Phone-hacking scandal: Tabloid trial set to hit the front page



Jane Croft, Rob Budden, and Kiran Stacey report:  Rebekah Brooks and her husband Charlie have arrived at the Old Bailey as one of the most long-awaited criminal cases for many years is due to get under way.

They faced dozens of photographers and camera crews who had been waiting from early on Monday morning outside the court to catch a glimpse of them.

More than 60 press including media from as far afield as the US and Australia are expected to cover the start of the trial which will last six months. The press will be housed in a special annex with proceedings televised from the court with a limited number of reporters allowed in court 12 where the trial will take place.

Ms Brooks, the former head of News International and a former editor of the defunct News of the World, will stand trial, along with Andy Coulson, the prime minister’s former head of communications and another past NotW editor, and six others.

The prosecution of two people who until recently were among the most powerful agenda-setters in Britain is likely to shine a light on the relationship between the media – particularly Rupert Murdoch’s empire – and the heart of the UK establishment.

Ms Brooks, 45, of Churchill, Oxfordshire, is facing five charges of criminal wrongdoing, including one charge of conspiracy to intercept mobile phone voicemail messages and two charges of conspiring to commit misconduct in a public office.

She also faces two charges of perverting the course of justice, including one count that she conspired with Cheryl Carter, her ex-secretary, and a second charge alongside her husband Charlie Brooks, the racehorse trainer, and Mark Hanna, the former head of security at News International.
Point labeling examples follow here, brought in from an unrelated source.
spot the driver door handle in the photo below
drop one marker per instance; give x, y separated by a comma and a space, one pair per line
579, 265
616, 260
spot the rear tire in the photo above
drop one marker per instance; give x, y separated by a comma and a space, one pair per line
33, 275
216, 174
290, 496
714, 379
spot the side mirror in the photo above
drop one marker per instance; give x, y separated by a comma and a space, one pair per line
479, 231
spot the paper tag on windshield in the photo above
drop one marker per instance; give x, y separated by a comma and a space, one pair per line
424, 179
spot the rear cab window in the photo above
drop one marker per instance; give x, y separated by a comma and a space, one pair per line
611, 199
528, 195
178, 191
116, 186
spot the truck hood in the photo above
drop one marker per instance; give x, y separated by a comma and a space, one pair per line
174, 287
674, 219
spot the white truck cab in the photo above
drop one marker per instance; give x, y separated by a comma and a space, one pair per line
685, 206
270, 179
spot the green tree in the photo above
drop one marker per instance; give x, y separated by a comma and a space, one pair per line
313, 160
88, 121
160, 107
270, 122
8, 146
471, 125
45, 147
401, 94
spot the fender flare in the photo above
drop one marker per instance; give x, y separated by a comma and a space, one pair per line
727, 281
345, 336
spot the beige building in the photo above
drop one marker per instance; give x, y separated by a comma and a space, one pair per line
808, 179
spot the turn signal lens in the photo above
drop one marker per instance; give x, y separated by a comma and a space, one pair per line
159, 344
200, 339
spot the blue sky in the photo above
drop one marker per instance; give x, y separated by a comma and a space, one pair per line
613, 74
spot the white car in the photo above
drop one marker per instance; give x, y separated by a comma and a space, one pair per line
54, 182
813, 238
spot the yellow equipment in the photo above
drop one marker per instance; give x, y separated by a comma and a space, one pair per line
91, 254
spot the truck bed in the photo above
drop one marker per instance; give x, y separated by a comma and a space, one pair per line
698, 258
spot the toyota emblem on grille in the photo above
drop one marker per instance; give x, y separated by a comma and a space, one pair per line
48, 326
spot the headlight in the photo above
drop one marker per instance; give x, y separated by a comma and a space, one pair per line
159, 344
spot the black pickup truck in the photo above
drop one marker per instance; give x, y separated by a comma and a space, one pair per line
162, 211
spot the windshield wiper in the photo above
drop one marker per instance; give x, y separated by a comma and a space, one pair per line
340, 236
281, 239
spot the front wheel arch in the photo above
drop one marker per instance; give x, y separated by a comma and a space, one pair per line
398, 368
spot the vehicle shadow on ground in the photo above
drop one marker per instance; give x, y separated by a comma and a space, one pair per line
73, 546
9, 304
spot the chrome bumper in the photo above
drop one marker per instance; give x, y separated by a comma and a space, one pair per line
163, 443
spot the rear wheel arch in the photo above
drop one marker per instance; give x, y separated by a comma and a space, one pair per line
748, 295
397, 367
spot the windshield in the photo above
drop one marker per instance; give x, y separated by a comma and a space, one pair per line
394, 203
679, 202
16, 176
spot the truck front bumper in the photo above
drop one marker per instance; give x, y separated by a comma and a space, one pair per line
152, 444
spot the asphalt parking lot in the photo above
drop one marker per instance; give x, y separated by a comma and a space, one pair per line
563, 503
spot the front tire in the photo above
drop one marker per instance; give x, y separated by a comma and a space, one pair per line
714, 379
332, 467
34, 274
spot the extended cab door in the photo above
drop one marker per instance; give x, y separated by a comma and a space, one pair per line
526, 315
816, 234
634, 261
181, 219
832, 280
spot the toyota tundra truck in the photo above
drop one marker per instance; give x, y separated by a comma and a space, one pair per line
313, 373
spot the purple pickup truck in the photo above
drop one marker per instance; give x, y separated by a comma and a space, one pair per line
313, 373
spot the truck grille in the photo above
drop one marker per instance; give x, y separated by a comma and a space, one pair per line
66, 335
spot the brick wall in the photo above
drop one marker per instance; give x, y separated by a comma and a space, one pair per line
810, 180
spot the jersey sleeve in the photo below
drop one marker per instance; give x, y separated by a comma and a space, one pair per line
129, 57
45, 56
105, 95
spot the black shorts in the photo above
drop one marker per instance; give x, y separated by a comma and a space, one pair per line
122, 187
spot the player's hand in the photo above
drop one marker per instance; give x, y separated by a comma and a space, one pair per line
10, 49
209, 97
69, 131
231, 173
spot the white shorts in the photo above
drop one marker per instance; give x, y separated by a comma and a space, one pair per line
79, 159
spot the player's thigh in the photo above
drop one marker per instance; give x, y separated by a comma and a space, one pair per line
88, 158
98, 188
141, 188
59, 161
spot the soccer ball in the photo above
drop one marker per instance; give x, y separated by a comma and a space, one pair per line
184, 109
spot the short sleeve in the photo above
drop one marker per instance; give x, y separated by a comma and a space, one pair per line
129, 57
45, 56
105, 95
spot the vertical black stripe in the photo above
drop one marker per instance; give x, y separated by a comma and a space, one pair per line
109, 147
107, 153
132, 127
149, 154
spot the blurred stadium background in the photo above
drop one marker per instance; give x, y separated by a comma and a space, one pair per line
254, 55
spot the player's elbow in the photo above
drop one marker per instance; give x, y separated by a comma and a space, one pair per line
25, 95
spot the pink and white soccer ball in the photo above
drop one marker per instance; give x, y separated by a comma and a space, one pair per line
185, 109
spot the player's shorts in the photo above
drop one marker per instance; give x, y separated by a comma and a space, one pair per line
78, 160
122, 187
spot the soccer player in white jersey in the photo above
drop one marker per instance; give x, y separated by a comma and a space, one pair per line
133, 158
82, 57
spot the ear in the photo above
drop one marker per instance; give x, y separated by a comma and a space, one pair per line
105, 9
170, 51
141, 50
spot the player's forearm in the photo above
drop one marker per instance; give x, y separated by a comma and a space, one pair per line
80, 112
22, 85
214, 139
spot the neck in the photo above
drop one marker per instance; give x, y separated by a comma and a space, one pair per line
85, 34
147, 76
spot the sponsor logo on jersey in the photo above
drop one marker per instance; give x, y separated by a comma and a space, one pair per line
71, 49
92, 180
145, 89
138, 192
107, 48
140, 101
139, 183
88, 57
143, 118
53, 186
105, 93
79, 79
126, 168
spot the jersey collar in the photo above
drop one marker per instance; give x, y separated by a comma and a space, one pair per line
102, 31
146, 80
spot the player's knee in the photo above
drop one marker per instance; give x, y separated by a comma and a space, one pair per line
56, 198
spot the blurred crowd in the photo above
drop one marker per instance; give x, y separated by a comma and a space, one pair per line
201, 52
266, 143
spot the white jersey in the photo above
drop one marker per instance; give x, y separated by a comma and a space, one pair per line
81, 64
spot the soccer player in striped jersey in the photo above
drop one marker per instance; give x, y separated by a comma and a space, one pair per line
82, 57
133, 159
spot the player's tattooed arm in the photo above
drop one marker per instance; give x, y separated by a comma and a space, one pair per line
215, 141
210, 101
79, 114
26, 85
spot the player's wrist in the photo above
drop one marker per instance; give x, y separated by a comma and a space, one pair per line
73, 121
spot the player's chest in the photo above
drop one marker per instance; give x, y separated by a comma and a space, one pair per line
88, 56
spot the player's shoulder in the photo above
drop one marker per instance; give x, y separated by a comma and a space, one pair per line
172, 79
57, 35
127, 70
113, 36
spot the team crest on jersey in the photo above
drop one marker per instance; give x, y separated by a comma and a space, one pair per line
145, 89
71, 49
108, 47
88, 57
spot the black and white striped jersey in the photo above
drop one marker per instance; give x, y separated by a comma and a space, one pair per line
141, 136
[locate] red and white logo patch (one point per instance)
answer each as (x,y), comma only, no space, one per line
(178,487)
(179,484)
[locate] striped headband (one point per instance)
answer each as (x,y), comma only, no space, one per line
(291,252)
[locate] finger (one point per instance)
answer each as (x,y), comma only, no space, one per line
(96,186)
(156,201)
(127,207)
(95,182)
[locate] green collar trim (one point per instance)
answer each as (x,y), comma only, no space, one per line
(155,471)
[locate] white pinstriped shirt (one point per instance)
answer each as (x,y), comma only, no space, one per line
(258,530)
Mr Coulson, 45, is accused of conspiracy to intercept mobile phone voicemail, along with other former News of the World journalists Ian Edmondson, the former news editor, and Stuart Kuttner, the former managing editor. Mr Coulson also faces two charges along with Clive Goodman, a former reporter at the NotW, of conspiracy to commit misconduct in a public office.

All eight defendants deny the charges against them. Downing Street is likely to be watching closely as the trial unfolds.

Presiding over the complexities of the case is Mr Justice Saunders. As with any jury trial in Britain, the case will be covered by strict rules about what the media can report, to avoid any potential prejudice to the jury, and to ensure a fair trial.

This is one of the first trials of international interest to be heard in Britain since the explosion of social media, such as Twitter, which are based outside the UK. It may prove more of a challenge for a British judge to regulate using English court orders.

The case also comes at a sensitive time for press regulation. On Wednesday, the Privy Council is due to meet to consider approving a cross-party charter for regulation of newspapers and magazines. But some media lawyers believe that this decision could be delayed, following moves by the newspaper industry group Pressbof to seek a judicial review of privy councillors’ rejection of an alternative charter it had proposed.

A delay would give newspapers more time to tweak their own rival charter for press regulation to make it more palatable to politicians. But some newspaper executives also fear that months of court testimony about phone hacking could embolden proponents of tougher regulation, such as the campaign group Hacked Off.

However, the trial may take the heat off Number 10 as far as press regulation is concerned. Labour is unlikely to push harder on the post-Leveson deal during the coming weeks, for fear of appearing to be trying to influence the trial’s outcome.

Further ahead, there are also potential ramifications for the recently split 21st Century Fox and News Corp, Rupert Murdoch’s publishing division, depending on the revelations that come out of the trial.

The biggest risk relates to US federal investigations into whether News Corp violated anti-bribery laws under the Foreign Corrupt Practices Act.

If the trials reveal any direct involvement by News Corp in press abuses or any illegal activity on US soil, financial sanctions could be even larger than the $382m in legal fees and civil claims the group has paid out over the past two years.